A cell's energy demands are met by two major types of sugar ( glucose) using machines similar to the two types of engines in a hybrid car. One machine, the mitochondrion, is an organelle that breaks down the glucose-using oxygen and produces ATP. The other does the same thing - albeit less efficiently - without using oxygen in a process called glycolysis.

Like the hybrid car, cells use oxygen and the internal combustion engine at higher speeds and rely on an electric engine without need for oxygen consumption at lower speeds. Cells consume glucose through its main energy-producing machine, the mitochondrion, when oxygen is ample.
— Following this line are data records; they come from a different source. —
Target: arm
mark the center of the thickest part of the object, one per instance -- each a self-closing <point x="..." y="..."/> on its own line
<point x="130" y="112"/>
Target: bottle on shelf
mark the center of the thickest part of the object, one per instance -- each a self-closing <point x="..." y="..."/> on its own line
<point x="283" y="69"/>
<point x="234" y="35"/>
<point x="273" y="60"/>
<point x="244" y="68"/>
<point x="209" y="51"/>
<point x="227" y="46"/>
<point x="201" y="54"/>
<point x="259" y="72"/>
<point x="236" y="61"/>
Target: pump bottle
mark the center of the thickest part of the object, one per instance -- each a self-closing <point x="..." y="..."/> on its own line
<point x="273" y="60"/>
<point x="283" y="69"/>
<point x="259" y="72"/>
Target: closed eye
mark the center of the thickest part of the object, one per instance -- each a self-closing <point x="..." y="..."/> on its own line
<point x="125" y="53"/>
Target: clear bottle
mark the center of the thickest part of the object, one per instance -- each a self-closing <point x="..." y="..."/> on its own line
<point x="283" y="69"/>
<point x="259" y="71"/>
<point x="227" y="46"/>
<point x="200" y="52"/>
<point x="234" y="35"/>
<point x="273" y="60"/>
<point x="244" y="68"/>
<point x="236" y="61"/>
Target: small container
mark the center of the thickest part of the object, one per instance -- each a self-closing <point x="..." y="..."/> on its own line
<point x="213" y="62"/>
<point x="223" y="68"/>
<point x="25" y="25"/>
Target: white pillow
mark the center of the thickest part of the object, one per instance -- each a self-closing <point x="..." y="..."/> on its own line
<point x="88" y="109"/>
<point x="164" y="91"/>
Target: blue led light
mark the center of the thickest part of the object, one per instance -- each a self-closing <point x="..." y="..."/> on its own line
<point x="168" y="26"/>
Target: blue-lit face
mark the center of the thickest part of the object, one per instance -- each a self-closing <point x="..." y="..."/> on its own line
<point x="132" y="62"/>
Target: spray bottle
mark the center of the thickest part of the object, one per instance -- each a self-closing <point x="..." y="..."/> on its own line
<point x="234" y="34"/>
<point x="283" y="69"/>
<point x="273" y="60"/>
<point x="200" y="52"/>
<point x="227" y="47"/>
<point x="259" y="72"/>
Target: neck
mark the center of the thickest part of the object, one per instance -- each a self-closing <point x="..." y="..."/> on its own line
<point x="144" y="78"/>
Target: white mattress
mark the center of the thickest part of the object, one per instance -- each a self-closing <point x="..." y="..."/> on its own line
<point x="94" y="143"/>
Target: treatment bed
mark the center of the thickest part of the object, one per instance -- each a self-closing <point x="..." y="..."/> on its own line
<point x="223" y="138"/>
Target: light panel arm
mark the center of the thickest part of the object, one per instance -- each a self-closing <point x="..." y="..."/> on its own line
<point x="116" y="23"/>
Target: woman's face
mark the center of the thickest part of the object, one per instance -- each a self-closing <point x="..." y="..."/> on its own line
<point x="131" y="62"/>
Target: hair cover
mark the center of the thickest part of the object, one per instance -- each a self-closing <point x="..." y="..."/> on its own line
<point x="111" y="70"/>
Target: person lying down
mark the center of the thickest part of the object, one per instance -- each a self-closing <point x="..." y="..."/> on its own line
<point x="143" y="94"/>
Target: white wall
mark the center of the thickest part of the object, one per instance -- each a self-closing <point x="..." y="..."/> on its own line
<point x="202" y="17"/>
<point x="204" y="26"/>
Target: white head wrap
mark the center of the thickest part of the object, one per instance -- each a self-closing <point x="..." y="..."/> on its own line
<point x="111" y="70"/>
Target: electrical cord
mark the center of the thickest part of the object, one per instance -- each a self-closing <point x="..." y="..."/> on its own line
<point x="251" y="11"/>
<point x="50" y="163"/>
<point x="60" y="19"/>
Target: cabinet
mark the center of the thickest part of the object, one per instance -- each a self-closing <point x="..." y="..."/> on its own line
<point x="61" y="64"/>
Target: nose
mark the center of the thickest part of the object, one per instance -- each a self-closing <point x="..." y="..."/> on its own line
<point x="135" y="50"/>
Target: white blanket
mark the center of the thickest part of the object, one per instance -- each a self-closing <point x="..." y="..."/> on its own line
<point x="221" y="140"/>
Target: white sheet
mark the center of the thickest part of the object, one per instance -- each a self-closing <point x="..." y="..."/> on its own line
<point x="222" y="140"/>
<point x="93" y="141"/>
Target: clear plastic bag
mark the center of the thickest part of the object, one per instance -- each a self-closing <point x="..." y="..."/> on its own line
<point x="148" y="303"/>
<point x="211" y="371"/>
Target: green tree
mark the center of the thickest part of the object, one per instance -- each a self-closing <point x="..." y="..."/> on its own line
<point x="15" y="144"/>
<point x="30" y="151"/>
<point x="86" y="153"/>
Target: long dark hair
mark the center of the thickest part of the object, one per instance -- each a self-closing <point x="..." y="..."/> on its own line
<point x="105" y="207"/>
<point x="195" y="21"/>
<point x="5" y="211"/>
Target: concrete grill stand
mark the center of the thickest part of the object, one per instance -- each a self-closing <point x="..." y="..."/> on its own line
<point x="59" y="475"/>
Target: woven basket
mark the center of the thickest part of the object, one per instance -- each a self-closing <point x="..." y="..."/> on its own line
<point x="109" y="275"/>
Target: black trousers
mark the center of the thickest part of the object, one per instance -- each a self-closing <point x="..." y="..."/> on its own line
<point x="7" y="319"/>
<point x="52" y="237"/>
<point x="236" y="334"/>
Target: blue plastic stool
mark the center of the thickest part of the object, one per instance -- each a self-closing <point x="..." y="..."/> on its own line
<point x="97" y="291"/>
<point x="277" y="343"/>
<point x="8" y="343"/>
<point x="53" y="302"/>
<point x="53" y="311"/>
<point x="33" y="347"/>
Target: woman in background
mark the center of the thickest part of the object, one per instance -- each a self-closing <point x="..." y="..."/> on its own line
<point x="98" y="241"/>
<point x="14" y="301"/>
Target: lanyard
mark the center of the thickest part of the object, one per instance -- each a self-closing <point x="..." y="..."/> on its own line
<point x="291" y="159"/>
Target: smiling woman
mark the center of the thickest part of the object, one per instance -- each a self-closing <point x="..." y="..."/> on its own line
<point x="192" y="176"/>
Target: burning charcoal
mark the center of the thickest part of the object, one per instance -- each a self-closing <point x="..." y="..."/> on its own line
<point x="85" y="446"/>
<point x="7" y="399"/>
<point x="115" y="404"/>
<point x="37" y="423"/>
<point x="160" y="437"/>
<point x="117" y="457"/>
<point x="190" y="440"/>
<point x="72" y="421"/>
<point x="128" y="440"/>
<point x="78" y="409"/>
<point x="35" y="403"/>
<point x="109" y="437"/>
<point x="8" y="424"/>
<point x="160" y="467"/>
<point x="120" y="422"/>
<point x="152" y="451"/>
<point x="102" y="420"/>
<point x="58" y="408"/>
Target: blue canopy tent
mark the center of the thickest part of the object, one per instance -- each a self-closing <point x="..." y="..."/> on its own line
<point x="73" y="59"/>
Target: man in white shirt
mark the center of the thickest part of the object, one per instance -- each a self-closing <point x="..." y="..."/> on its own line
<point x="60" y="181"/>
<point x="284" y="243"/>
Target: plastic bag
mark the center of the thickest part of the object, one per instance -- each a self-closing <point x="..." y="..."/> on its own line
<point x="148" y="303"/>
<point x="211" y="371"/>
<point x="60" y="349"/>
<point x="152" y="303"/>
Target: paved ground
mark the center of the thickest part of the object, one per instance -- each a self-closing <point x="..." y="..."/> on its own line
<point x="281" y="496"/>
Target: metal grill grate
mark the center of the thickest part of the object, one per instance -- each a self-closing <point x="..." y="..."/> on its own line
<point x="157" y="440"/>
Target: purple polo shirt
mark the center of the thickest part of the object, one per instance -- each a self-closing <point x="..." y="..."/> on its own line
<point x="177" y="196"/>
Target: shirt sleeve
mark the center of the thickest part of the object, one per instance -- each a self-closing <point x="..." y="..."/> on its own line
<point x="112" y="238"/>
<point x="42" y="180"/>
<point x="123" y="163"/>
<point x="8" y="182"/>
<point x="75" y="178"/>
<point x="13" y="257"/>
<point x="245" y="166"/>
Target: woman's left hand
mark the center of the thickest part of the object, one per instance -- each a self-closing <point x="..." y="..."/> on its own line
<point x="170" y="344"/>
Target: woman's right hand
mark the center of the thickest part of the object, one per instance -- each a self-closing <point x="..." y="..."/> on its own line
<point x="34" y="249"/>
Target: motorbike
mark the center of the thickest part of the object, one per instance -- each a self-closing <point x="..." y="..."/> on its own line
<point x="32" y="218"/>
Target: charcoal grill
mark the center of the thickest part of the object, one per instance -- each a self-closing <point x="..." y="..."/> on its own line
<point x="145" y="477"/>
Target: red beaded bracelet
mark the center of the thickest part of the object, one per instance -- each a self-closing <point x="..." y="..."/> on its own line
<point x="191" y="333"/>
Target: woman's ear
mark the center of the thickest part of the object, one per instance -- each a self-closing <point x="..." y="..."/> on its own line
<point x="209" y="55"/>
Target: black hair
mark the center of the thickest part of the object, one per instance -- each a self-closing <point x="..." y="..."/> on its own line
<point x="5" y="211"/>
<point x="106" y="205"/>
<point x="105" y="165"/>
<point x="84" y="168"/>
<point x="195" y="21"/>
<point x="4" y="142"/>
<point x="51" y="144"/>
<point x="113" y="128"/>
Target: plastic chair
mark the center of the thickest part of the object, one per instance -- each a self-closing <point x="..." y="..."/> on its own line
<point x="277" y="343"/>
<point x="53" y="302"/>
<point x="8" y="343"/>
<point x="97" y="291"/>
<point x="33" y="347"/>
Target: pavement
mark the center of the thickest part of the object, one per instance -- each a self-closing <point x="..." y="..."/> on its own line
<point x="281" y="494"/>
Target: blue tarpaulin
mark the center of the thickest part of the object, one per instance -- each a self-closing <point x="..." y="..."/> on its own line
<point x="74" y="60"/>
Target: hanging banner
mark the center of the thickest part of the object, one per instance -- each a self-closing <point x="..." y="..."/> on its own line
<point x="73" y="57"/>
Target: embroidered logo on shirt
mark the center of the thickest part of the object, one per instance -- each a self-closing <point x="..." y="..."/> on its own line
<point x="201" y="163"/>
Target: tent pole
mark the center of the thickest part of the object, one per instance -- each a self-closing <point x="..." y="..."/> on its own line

But like the internal combustion engine, this process generates pollutants or toxic oxygen molecules.

At lower oxygen levels, when cells are starved for oxygen - as during exertion or trauma - the genetic switch that the Hopkins researchers found deliberately shuts off the cell's mitochondrial combustion engine, which scientists had long - and erroneously - believed ran down on its own due to lack of oxygen.

"The unexpected discovery is that this genetic switch actively shuts off the mitochondrion under low oxygen conditions, apparently to protect cells from mitochondrial toxic oxygen pollutants," said Chi Van Dang, M.D., Ph.D., professor of medicine, cell biology, oncology and pathology, and vice dean for research at the Johns Hopkins University School of Medicine.

Dang says the switch may be a target for cancer drugs because a cancer cell's survival depends on it to convert glucose to lactic acid through glycolysis even in the presence of ample oxygen. Disruption of the switch by a drug may cause cancer cells to pollute themselves with toxic oxygen molecules and undergo apoptosis or cell death.

The new finding, made by Hopkins graduate student Jung-whan Kim and the Hopkins team led by Dang, showed that during oxygen deprivation, or hypoxia, the HIF-1 gene cuts the link between two ATP-making biochemical pathways: glycolysis, which makes modest amounts of ATP by breaking down the glucose without using oxygen; and the TCA cycle in the mitochondrion, which normally uses oxygen to produce large amounts of ATP by processing a byproduct of glycolysis.

The disruption of this link blocks the tendency of the mitochondrion to make toxic molecules as it struggles to produce ATP during hypoxia. These toxic molecules, called reactive oxygen species (ROS), damage molecules in the cell and even cause the cell to undergo apoptosis.

The target of HIF-1 is the conversion of pyruvate-the byproduct of glycolysis-into another molecule called acetyl co-enzyme A (acetyl CoA), according to Dang. When oxygen levels are normal, the cell produces acetyl CoA and feeds it into the TCA cycle within the mitochondrion. The mitochondrion then processes acetyl CoA using oxygen to obtain large amounts of ATP.